Un dialogo tra uomo e natura
La Penisola Curlandese, conosciuta anche come la Perla del Baltico, è una lingua di sabbia lunga 98 chilometri  caratterizzata da un paesaggio unico, con grandi dune di sabbia scolpite dal vento. La sua forma attuale è il risultato del lavoro congiunto di natura e uomo che nei secoli l’hanno protetta dalla forza inesorabile del vento, preservandone la bellezza.  Per questo motivo, questo luogo è stato inscritto nei siti Patrimonio dell’Umanità dell’UNESCO.
 
La storia delle più grandi dune di sabbia d’Europa
Secondo la leggenda, la Penisola Curlandese fu creata dalla gigante Neringa, considerata da alcuni come il corrispondente femminile dell’eroe greco Ercole, mentre giocava sulla spiaggia. Secondo gli storici, invece, la penisola si formò circa 5.000 anni fa e intorno all’anno Mille era un importante centro di culto pagano. Nel XVIII secolo le dune seppellirono molti insediamenti e villaggi di pescatori che non erano adeguatamente riparati a causa di mancanza di legname che potesse essere utilizzato per costruire delle protezioni. Il governo prussiano avviò una massiccia riforestazione dell’area nei primi decenni dell’Ottocento e oggi grandi foreste di pini coprono la quasi totalità della penisola, proteggendola dall’erosione degli agenti atmosferici.
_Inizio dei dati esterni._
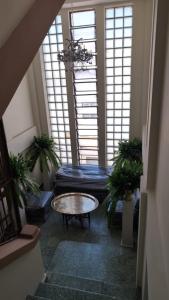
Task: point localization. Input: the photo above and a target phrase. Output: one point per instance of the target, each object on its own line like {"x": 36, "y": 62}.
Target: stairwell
{"x": 89, "y": 268}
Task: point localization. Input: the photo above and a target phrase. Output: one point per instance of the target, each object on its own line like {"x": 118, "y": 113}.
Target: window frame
{"x": 100, "y": 12}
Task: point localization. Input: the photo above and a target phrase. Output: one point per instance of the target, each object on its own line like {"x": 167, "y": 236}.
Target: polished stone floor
{"x": 86, "y": 263}
{"x": 96, "y": 244}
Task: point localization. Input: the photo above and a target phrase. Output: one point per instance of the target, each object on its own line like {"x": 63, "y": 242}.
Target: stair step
{"x": 85, "y": 284}
{"x": 36, "y": 298}
{"x": 57, "y": 292}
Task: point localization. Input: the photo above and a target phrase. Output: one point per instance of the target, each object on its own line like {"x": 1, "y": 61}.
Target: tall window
{"x": 56, "y": 90}
{"x": 83, "y": 24}
{"x": 83, "y": 84}
{"x": 118, "y": 34}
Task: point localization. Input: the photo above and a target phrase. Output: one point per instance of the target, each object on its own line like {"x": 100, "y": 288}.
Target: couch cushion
{"x": 40, "y": 200}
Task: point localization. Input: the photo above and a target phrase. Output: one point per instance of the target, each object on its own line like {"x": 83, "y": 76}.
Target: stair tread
{"x": 36, "y": 298}
{"x": 86, "y": 284}
{"x": 58, "y": 292}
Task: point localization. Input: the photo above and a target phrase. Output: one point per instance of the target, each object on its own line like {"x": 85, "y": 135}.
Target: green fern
{"x": 22, "y": 179}
{"x": 43, "y": 149}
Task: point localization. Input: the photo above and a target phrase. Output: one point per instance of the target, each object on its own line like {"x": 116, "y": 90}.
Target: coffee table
{"x": 74, "y": 205}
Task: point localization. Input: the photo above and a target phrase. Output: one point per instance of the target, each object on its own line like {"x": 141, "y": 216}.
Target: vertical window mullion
{"x": 118, "y": 78}
{"x": 100, "y": 25}
{"x": 69, "y": 84}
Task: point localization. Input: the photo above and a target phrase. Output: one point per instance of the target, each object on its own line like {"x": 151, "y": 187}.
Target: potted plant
{"x": 123, "y": 182}
{"x": 23, "y": 181}
{"x": 43, "y": 150}
{"x": 129, "y": 150}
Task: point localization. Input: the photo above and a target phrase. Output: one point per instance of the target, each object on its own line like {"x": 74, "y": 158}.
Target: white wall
{"x": 11, "y": 13}
{"x": 18, "y": 119}
{"x": 21, "y": 277}
{"x": 156, "y": 171}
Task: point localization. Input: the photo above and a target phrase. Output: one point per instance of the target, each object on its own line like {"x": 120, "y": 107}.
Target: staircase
{"x": 85, "y": 271}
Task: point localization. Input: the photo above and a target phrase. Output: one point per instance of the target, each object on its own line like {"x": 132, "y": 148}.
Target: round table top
{"x": 74, "y": 203}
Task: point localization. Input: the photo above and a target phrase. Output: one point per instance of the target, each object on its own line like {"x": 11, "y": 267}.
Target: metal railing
{"x": 9, "y": 215}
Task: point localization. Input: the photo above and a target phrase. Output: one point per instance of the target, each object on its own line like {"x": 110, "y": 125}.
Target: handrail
{"x": 19, "y": 246}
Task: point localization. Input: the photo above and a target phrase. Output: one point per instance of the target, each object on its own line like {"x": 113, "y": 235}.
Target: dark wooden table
{"x": 74, "y": 205}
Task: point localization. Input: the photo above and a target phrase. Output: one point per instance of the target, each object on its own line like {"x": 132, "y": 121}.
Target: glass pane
{"x": 56, "y": 90}
{"x": 118, "y": 80}
{"x": 110, "y": 13}
{"x": 85, "y": 33}
{"x": 83, "y": 18}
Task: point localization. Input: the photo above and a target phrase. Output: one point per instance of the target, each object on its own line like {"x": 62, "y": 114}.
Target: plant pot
{"x": 127, "y": 223}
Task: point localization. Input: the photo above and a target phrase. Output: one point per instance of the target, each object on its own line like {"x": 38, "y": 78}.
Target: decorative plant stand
{"x": 127, "y": 224}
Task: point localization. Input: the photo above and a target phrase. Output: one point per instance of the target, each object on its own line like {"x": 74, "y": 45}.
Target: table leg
{"x": 67, "y": 221}
{"x": 89, "y": 219}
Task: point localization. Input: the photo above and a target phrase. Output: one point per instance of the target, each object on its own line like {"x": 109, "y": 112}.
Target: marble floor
{"x": 93, "y": 255}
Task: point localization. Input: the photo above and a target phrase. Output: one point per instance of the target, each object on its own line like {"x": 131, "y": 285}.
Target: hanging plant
{"x": 43, "y": 149}
{"x": 22, "y": 179}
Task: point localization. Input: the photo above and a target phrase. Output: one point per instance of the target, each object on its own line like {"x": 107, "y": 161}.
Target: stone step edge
{"x": 85, "y": 279}
{"x": 30, "y": 297}
{"x": 74, "y": 289}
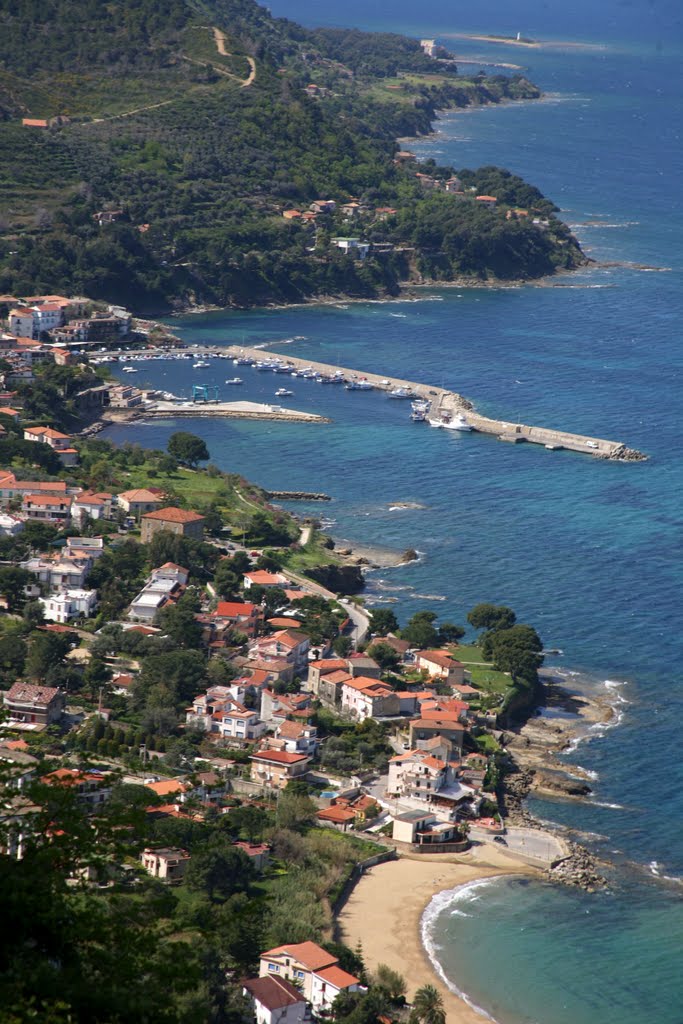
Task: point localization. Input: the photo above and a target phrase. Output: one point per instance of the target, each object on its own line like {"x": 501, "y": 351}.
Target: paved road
{"x": 532, "y": 843}
{"x": 359, "y": 617}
Dopo il crollo dell’Unione Sovietica il turismo ha iniziato a fiorire sulla penisola  che richiama numerosi visitatori ogni anno che possono godere del silenzio e della bellezza della natura.
 
 
Luoghi di interesse
La Penisola Curlandese ospita diverse attrazioni e attività per suoi visitatori, tra cui il Museo del Mare, con l’Acquario e il Delfinario dove assistere a spettacoli con foche e leoni marini e ammirare la flora e la fauna marina. Sulla Collina delle Streghe (Raganų Kalnas) si possono ammirare esempi unici di arte locale, con sculture e raffigurazioni di streghe, demoni e altre creature mistiche.
Le bellissime cittadine di Smiltyne Juodkrante, Pervalka Preila e Nida sono perfette praticare sport acquatici, pesca e per escursioni in bicicletta.